A pesar de llegar muy temprano, al siguiente día no pude hallar en la fila de solicitantes de asilo de Bruselas a Mohamed. Decidí entonces seguir la ruta de los refugiados y viajar casi 200 kilómetros al norte a Calais donde se ha instalado el campamento más grande de refugiados en Europa, donde habitan más de tres mil personas en chozas hechas de tablones, plásticos, costales y otros desperdicios.
A media mañana, Abdulen tomaba una siesta sobre un claro del campamento de plásticos azules. Bajo el rayo del sol permanecía impávido, inalterable. Su cuerpo, tirado de lado parecía sin vida. Como el resto de quienes aquí han llegado, el joven negro procedente de Sudán espera que caiga la noche.

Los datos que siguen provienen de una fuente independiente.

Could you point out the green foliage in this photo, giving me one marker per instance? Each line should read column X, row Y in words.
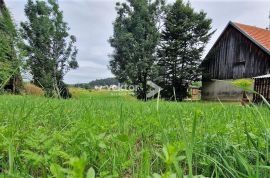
column 99, row 82
column 105, row 135
column 183, row 41
column 135, row 38
column 9, row 62
column 49, row 49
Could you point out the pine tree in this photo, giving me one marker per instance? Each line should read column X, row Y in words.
column 183, row 41
column 135, row 39
column 10, row 77
column 50, row 50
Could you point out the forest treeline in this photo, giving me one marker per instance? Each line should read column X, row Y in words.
column 152, row 41
column 98, row 82
column 160, row 42
column 41, row 46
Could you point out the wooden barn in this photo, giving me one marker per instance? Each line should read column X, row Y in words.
column 241, row 51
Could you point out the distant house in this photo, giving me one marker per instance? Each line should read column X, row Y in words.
column 241, row 51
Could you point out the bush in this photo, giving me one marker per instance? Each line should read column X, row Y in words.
column 31, row 89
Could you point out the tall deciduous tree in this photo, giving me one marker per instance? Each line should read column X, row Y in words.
column 183, row 41
column 10, row 77
column 49, row 47
column 135, row 39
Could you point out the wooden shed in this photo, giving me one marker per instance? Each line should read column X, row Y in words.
column 241, row 51
column 262, row 86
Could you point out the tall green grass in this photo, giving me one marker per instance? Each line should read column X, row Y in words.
column 109, row 135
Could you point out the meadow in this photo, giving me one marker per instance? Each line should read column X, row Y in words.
column 104, row 134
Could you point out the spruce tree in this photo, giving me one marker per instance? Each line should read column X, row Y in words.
column 10, row 77
column 135, row 39
column 50, row 50
column 183, row 41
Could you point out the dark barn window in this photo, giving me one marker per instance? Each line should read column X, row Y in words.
column 262, row 87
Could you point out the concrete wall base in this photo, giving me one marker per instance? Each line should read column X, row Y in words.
column 222, row 90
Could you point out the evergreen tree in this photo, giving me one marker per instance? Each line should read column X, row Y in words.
column 135, row 39
column 183, row 41
column 50, row 50
column 10, row 78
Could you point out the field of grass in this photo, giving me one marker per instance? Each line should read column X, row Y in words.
column 109, row 135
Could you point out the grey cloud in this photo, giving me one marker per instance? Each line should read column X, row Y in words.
column 91, row 22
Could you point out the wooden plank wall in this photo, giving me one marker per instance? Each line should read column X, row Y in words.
column 262, row 86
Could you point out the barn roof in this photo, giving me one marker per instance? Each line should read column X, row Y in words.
column 259, row 36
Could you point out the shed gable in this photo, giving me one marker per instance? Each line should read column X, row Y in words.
column 235, row 55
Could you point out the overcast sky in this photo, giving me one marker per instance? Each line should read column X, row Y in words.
column 91, row 22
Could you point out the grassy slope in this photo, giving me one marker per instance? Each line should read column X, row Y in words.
column 122, row 137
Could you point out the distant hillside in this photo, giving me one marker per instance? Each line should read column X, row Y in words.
column 100, row 82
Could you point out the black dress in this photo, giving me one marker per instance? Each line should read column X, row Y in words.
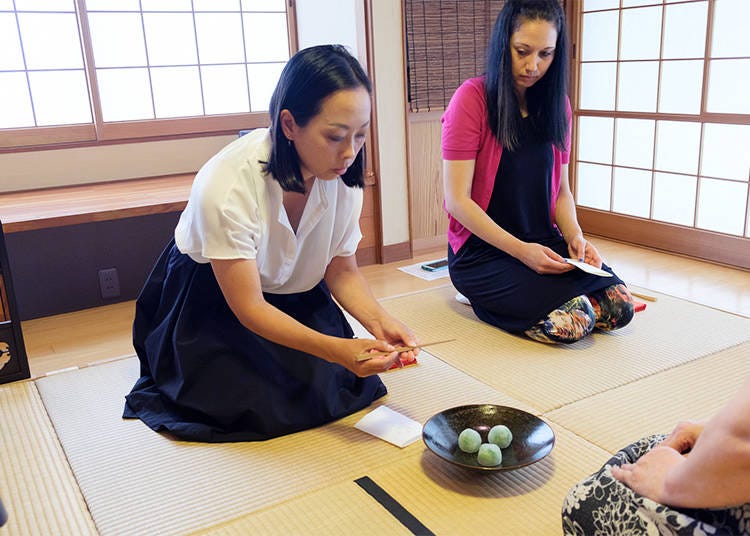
column 205, row 377
column 502, row 290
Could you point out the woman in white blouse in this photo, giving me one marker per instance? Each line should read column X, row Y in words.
column 237, row 333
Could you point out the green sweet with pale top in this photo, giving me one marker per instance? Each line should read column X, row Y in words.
column 469, row 440
column 500, row 435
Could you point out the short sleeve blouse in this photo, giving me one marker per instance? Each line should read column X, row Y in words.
column 235, row 211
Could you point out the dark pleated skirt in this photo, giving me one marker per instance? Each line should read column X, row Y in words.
column 205, row 377
column 506, row 293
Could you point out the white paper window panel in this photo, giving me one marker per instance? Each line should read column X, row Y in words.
column 15, row 102
column 730, row 29
column 632, row 192
column 263, row 5
column 177, row 91
column 728, row 83
column 262, row 41
column 591, row 5
column 108, row 33
column 598, row 84
column 50, row 40
column 721, row 206
column 594, row 186
column 677, row 146
column 681, row 87
column 11, row 58
column 125, row 94
column 685, row 30
column 45, row 5
column 725, row 151
column 60, row 97
column 262, row 78
column 219, row 37
column 170, row 39
column 225, row 89
column 634, row 142
column 600, row 33
column 595, row 136
column 640, row 37
column 674, row 198
column 637, row 86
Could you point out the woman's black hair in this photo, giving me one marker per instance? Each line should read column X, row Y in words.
column 545, row 100
column 308, row 78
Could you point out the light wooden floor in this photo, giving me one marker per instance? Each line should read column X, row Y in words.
column 102, row 333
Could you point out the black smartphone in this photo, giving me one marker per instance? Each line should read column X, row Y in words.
column 435, row 265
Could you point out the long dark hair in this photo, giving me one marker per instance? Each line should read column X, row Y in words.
column 308, row 78
column 545, row 100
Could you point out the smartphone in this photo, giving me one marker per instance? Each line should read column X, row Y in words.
column 435, row 265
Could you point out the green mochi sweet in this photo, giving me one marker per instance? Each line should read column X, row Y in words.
column 489, row 455
column 500, row 435
column 469, row 440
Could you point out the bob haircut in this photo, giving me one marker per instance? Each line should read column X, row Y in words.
column 308, row 78
column 545, row 100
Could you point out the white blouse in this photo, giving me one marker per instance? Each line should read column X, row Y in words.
column 236, row 211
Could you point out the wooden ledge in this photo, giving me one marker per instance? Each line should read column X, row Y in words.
column 69, row 205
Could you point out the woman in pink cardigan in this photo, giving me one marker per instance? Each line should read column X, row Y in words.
column 512, row 218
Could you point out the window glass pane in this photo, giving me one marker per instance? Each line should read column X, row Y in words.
column 637, row 86
column 728, row 83
column 263, row 78
column 641, row 34
column 685, row 30
column 10, row 46
column 600, row 32
column 590, row 5
column 721, row 206
column 166, row 5
column 219, row 38
column 261, row 37
column 15, row 102
column 263, row 5
column 50, row 40
column 598, row 86
column 225, row 89
column 634, row 145
column 725, row 153
column 112, row 5
column 632, row 194
column 681, row 87
column 674, row 198
column 109, row 31
column 593, row 184
column 677, row 146
column 125, row 94
column 177, row 91
column 170, row 38
column 729, row 36
column 60, row 97
column 595, row 139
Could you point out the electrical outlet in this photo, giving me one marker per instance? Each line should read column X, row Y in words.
column 109, row 283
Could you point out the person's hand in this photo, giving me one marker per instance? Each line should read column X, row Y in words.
column 647, row 476
column 683, row 436
column 542, row 259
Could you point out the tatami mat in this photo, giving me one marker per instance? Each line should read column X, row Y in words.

Entre la oscuridad, buscará esconderse y moverse tan rápido como pueda para colgarse de una de las cajas de camiones de logística y así cruzar el canal hasta el Reino Unido.
Pero no todos son “migrantes exitosos”, como los calificó Elizabeth Collett durante nuestra conversación en Bruselas por ser quienes han logrado, primero, escapar de países peligrosos, como Eritrea, Siria e Iraq, para luego viajar hasta las costas del Mediterráneo y, una vez que han cruzado el mar, desplazarse por miles de kilómetros hacia el norte.
Uno de ellos es Arune, un emigrante de Eritrea de 23 años, quien frente a su refugio de plástico y madera me dijo que lleva dos años viajando. “Mi padre fue asesinado por el gobierno de Eritrea. La situación está muy difícil. No tenemos agua, no tenemos comida, no tenemos ropa, no nos quieren dar trabajo. Y ahora no tenemos oportunidad de ir a Inglaterra”, me contó desesperado.
En ese momento, al ver aquella figura atlética, joven, recordé consternado las palabras de José Saramago: “Los sobrevivientes de los nuevos naufragios, los que pusieron pie en tierra y no fueron expulsados, tendrán en su espera el eterno calvario de la explotación, de la intolerancia, del racismo, del odio por su piel, de la sospecha, de la humillación moral”.